A finance professor says U.S. public employee pensions are heading down the drain; other public pension experts say the situation will look better once Treasury rates perk up.
Joshua Rauh, a management school faculty at Northwestern University who holds a doctorate in economics from the Massachusetts Institute of Technology, talked about his concerns about public employee pensions Monday at a hearing organized by the House Judiciary Committee.
The committee is looking into the topic because some members are thinking about developing a bankruptcy system for U.S. states.
State and local governments typically use past returns, rather than the low rates U.S. Treasury bonds are now earning, when they analyze their ability to meet pension obligations, Rauh said, according to a written version of his public employee pension testimony posted on the committee website.

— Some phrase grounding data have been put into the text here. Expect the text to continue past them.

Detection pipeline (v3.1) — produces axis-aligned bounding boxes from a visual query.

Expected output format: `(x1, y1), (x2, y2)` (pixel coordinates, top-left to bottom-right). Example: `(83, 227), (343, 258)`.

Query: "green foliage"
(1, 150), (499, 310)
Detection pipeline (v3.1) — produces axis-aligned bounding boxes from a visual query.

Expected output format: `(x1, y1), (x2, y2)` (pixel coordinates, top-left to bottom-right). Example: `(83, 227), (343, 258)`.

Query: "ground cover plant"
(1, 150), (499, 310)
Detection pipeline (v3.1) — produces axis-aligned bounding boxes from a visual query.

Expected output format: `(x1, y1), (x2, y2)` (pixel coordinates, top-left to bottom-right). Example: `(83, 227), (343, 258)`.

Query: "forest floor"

The states say they have about $2.8 trillion in pension assets and about $1.3 trillion in unfunded pension liabilities, or about $11,000 in unfunded liabilities per U.S. household.

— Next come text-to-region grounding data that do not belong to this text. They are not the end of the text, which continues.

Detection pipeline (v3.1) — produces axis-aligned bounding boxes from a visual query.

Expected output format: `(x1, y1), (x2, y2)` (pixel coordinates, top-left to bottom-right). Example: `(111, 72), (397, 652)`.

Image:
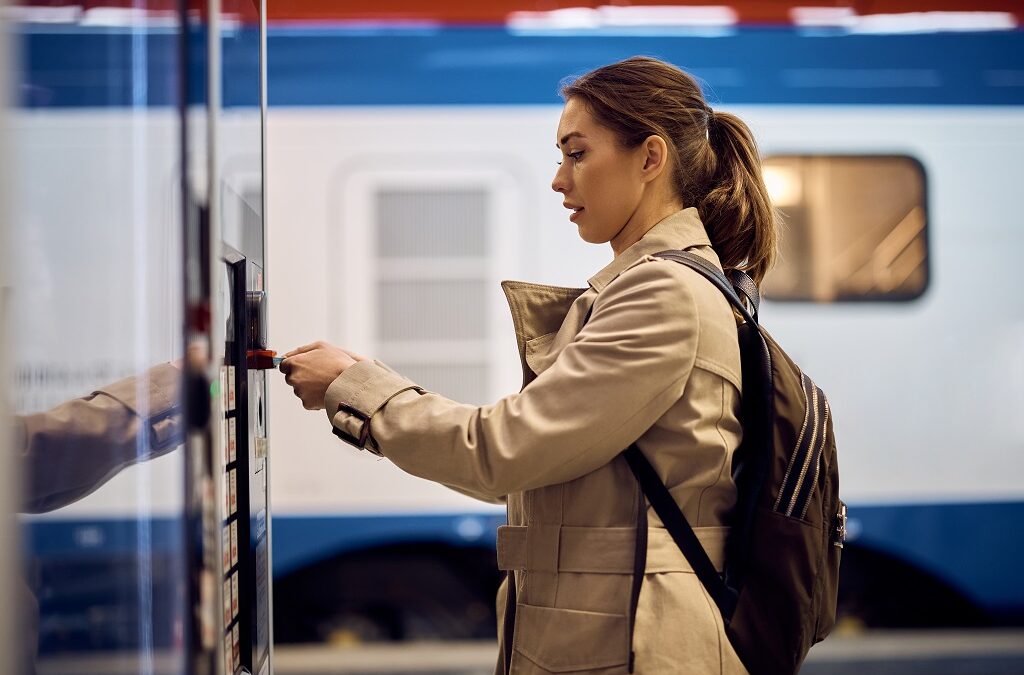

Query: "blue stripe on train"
(846, 501), (1024, 616)
(270, 512), (507, 576)
(24, 501), (1024, 614)
(14, 25), (1024, 108)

“If a state wanted to pay an investor (say, an insurance company) to take over its pension liability, the amount the investor demanded would not depend on the state’s asset allocation or the expected return on its assets,” Rauh said. “If a state tells its employees that their accrued pension benefits are secure – not subject to risk like stocks – then it should use the yields on safe government securities such as Treasury bonds to calculate the pension fund’s net position.”
Many states have pension liabilities that are greater than plan asset levels even on a stated basis, and, using Treasury rates as the discount rates, the 10 states with the biggest unfunded liabilities appear to have unfunded liabilities that are about twice as big as asset totals, Raugh said.
Using Treasury rates to analyze pension obligations, the states unfunded liability totals that are about 50% to 250% the size of their asset totals.
Rauh and a colleague have estimated the plans’ total unfunded liability may be closer to $3 trillion, or about $25,000 per U.S. household, than $1 trillion.
“Congress should not take money from taxpayers in fiscally healthy states to give to public employee unions in a handful of spendthrift states,” Rauh said.
But creating a state bankruptcy option could cause problems by alarming bond buyers and encouraging states that were aware of the bankruptcy option to overspend, Rauh said.
Rauh spoke in support of H.R. 567, the Public Employee Pension Transparency Act bill.